God's Word for today

Saturday 19 June 2010

Hooray, hooray ... it's a holi-holi-day!

No, I haven't suddenly become a Boney M fan, but this inane tune has been playing in my head for the past day or two as I start a two-week break back in Joburg.  (Maybe it's all that pollution that's messing with my cerebral jukebox at the moment?)

And while it's good to have a bit of a break from what has been quite a hectic first semester at seminary, I'm sitting at my "old" desk in my "old" office in the back of my "old" house - and yet, somehow, it doesn't feel like "home".  My wife and I are, in fact, speaking of our flat at the seminary in Pietermaritzburg as "home", and the house that I still own in Johannesburg as being "Mom's place".

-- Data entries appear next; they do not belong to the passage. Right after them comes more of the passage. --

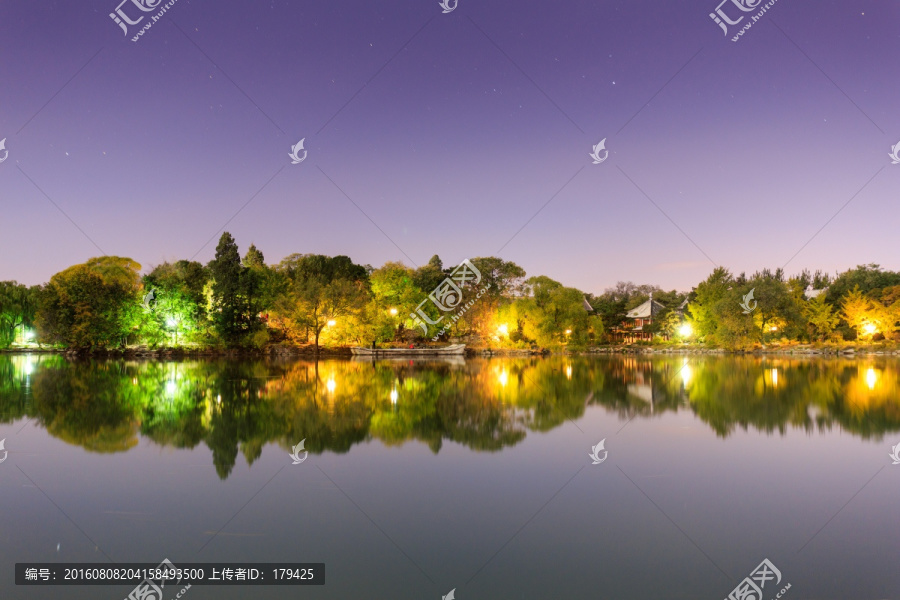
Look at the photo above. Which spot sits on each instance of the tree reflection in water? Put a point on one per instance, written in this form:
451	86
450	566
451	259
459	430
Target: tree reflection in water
240	405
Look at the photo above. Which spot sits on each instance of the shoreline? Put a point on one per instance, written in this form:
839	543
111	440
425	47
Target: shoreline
845	351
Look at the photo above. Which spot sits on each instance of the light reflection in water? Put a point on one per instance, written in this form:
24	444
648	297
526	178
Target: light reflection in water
106	406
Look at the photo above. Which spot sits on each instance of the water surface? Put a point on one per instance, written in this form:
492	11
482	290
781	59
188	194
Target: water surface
475	475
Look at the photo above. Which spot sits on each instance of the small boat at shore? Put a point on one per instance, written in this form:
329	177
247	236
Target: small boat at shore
452	350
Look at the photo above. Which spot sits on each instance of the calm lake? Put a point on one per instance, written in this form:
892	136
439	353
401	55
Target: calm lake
424	477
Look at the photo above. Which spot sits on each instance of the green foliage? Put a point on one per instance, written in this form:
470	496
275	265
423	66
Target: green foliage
870	279
393	287
18	304
87	305
238	292
551	310
821	317
319	290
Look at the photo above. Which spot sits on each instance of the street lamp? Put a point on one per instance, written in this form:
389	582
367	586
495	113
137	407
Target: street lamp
173	323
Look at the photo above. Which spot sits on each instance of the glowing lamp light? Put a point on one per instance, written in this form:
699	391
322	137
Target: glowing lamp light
871	378
686	374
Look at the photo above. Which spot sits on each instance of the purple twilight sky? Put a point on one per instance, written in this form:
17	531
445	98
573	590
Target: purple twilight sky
448	133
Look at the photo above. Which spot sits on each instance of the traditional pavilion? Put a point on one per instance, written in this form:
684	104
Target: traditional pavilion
632	330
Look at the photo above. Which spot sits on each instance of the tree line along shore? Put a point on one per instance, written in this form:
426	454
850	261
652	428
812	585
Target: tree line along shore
317	303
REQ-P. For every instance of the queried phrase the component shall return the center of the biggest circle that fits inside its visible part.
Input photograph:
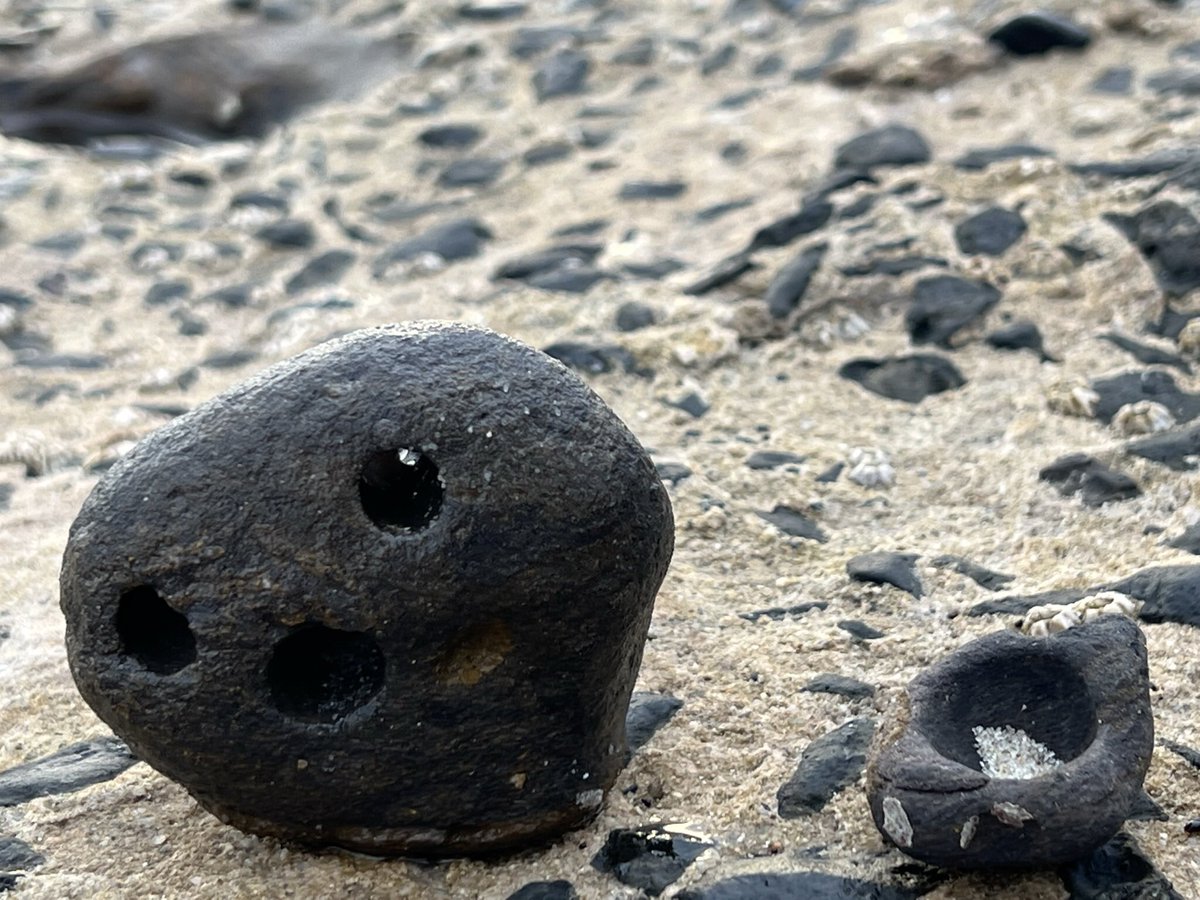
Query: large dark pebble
(889, 145)
(1093, 481)
(390, 528)
(828, 765)
(909, 378)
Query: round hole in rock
(1036, 693)
(401, 489)
(322, 675)
(155, 635)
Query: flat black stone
(795, 523)
(773, 459)
(545, 891)
(634, 316)
(724, 273)
(811, 216)
(797, 886)
(828, 765)
(651, 190)
(563, 75)
(456, 136)
(1168, 235)
(648, 712)
(1093, 481)
(791, 282)
(981, 575)
(1114, 79)
(889, 145)
(475, 172)
(287, 234)
(1188, 540)
(885, 568)
(1176, 449)
(859, 630)
(778, 613)
(648, 858)
(1133, 387)
(321, 271)
(982, 157)
(909, 378)
(990, 232)
(943, 305)
(841, 685)
(460, 239)
(1033, 34)
(72, 768)
(549, 259)
(1117, 871)
(1146, 353)
(1021, 335)
(593, 359)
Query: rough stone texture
(924, 781)
(376, 624)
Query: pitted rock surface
(390, 594)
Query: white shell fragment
(895, 822)
(1011, 753)
(1050, 618)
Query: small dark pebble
(649, 857)
(832, 474)
(982, 157)
(981, 575)
(652, 190)
(795, 523)
(545, 891)
(1117, 871)
(797, 886)
(475, 172)
(886, 568)
(1188, 540)
(1176, 449)
(1093, 481)
(789, 286)
(990, 232)
(460, 239)
(563, 75)
(1132, 387)
(672, 473)
(828, 765)
(634, 316)
(71, 768)
(648, 712)
(841, 685)
(1021, 335)
(724, 273)
(889, 145)
(811, 216)
(1115, 79)
(321, 271)
(593, 359)
(288, 234)
(451, 137)
(907, 378)
(778, 613)
(772, 459)
(1036, 33)
(859, 630)
(1146, 353)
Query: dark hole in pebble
(322, 675)
(401, 489)
(1035, 693)
(153, 633)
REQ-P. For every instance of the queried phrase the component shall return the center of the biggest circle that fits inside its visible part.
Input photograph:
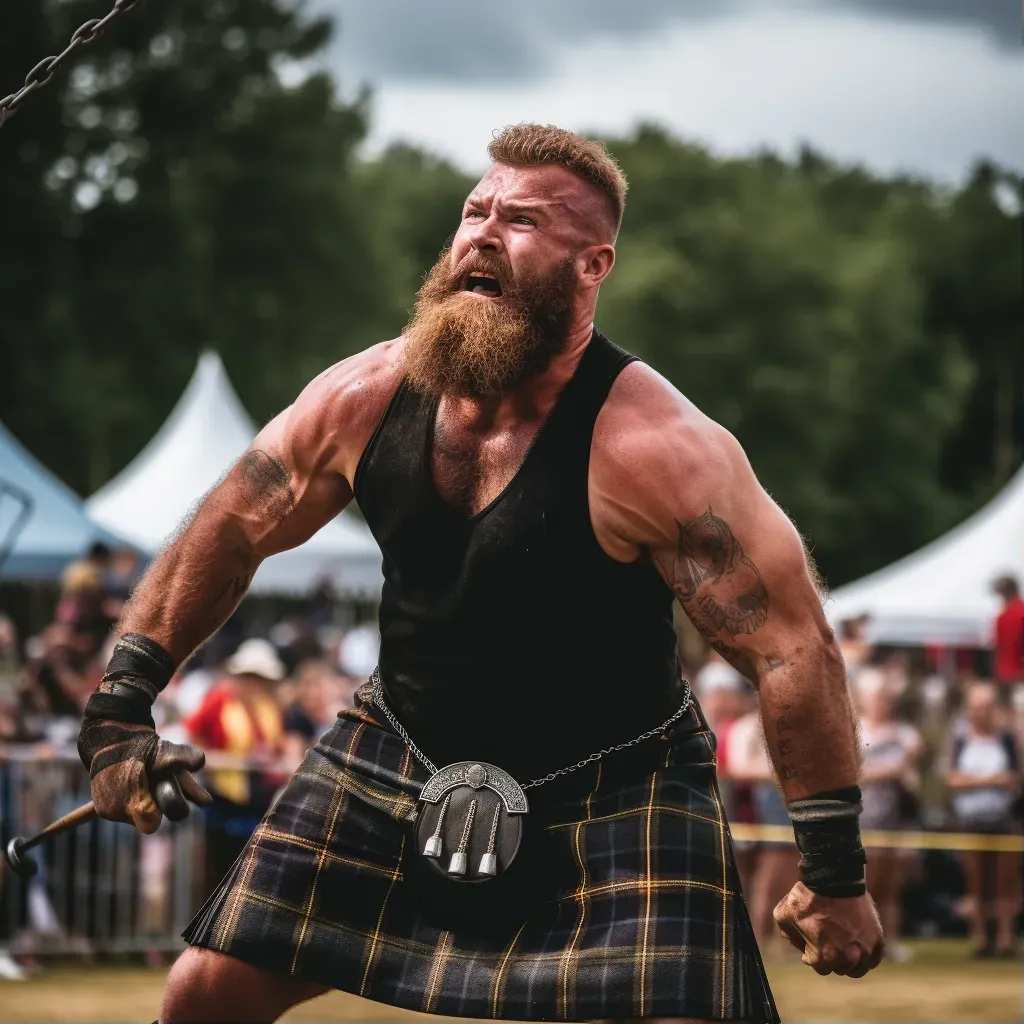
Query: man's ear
(597, 263)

Which reminds me of a conversation that I had with Dr Simon Gqubule shortly before I left Uitenhage at the end of 2009, in which he asked of me where the place is that I call "home".  At the time I had to think about his question since, in Xhosa culture, the place of one's birth is what one considers to be one's home.  So for me, that would be a little hamlet called Royal Leamington Spa, which is situated on the outskirts of Birmingham in England (one needs to be specific for the benefit of this blog's American readers, since there is a Birmingham in Alabama as well).  Then again, at that time it could have been Joburg as well, since that was where my family was (I was alone in Uitenhage at the time).

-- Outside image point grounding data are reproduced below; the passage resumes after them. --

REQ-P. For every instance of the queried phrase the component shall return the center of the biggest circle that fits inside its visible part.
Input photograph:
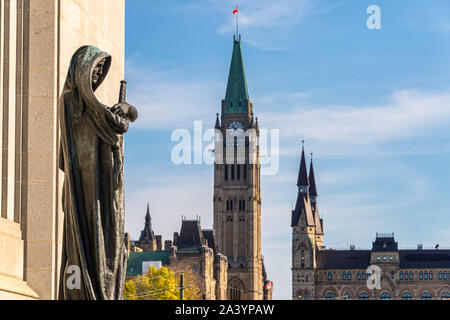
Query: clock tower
(237, 197)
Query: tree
(162, 284)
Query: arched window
(330, 296)
(406, 296)
(236, 290)
(364, 296)
(426, 296)
(385, 296)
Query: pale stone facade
(37, 41)
(319, 273)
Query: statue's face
(98, 72)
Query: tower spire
(312, 182)
(236, 97)
(302, 181)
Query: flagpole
(237, 23)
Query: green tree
(162, 284)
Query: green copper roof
(237, 94)
(135, 259)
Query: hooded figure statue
(94, 255)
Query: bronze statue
(91, 157)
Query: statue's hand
(126, 111)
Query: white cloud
(167, 100)
(408, 113)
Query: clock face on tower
(235, 125)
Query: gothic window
(385, 296)
(406, 296)
(236, 289)
(426, 296)
(330, 296)
(364, 296)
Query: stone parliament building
(228, 257)
(319, 273)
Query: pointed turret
(312, 183)
(302, 181)
(313, 198)
(217, 122)
(302, 206)
(147, 234)
(236, 97)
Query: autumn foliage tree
(162, 284)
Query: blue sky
(373, 106)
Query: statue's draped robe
(92, 199)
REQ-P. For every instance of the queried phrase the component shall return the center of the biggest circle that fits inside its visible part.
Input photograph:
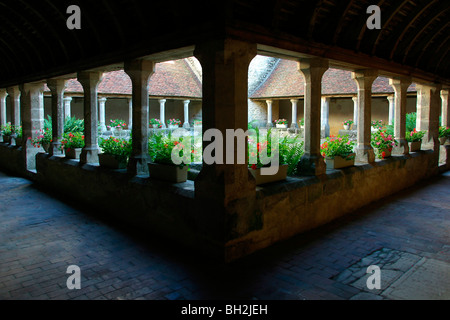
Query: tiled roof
(171, 79)
(287, 81)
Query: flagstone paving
(406, 235)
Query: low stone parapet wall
(171, 211)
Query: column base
(365, 154)
(55, 149)
(138, 165)
(312, 165)
(89, 155)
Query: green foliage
(6, 129)
(291, 151)
(118, 147)
(414, 136)
(444, 132)
(72, 140)
(71, 124)
(382, 141)
(338, 146)
(161, 146)
(411, 121)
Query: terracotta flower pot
(262, 179)
(415, 146)
(339, 162)
(110, 161)
(167, 172)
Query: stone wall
(281, 210)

But I've now come to realise that - for me, at least - home is where one's nearest and dearest are.  Seeing as I now have Belinda and James living with me at the seminary, I gues that (for now, at least), SMMS has become "home".

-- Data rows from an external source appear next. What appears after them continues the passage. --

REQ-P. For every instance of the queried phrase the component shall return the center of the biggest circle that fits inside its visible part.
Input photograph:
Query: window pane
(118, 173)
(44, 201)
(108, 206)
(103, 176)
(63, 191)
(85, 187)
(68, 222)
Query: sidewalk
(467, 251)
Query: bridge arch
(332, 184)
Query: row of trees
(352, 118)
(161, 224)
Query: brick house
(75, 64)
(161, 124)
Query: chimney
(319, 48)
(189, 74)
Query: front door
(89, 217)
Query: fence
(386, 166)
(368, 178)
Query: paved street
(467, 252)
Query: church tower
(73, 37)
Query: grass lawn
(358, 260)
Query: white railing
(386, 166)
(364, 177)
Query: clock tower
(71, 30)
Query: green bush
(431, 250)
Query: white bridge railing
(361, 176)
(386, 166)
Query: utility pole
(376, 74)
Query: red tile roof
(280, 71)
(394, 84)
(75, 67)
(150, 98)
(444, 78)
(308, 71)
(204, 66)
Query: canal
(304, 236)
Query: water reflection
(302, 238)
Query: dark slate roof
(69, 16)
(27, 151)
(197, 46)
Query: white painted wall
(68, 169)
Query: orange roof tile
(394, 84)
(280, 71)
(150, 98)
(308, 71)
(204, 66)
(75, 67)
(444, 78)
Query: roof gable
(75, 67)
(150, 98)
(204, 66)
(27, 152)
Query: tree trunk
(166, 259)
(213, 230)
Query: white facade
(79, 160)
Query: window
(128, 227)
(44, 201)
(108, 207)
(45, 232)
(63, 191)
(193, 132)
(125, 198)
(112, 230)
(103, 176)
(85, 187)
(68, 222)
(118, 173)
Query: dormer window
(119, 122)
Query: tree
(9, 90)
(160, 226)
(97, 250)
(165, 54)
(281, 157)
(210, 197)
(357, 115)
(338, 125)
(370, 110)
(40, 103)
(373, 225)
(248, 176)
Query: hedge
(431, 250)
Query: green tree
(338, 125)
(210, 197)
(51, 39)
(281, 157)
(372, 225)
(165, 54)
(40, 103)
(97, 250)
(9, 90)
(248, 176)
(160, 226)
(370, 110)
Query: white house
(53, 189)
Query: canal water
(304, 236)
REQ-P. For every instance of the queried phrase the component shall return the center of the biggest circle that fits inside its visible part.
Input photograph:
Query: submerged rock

This makes me onder how one copes with the frequent moves in ministry - if each place is going to be seen as "home", it's going to make leaving a place that much harder.  Then again, the fact that "home" is wherever my wife and son happen to be may make it easier.  Anyway, that's another topic for another day - right now, it's really good to be able to do what I want to do without being at the beck and call of a seminary timetable, or at the mercy of examinations.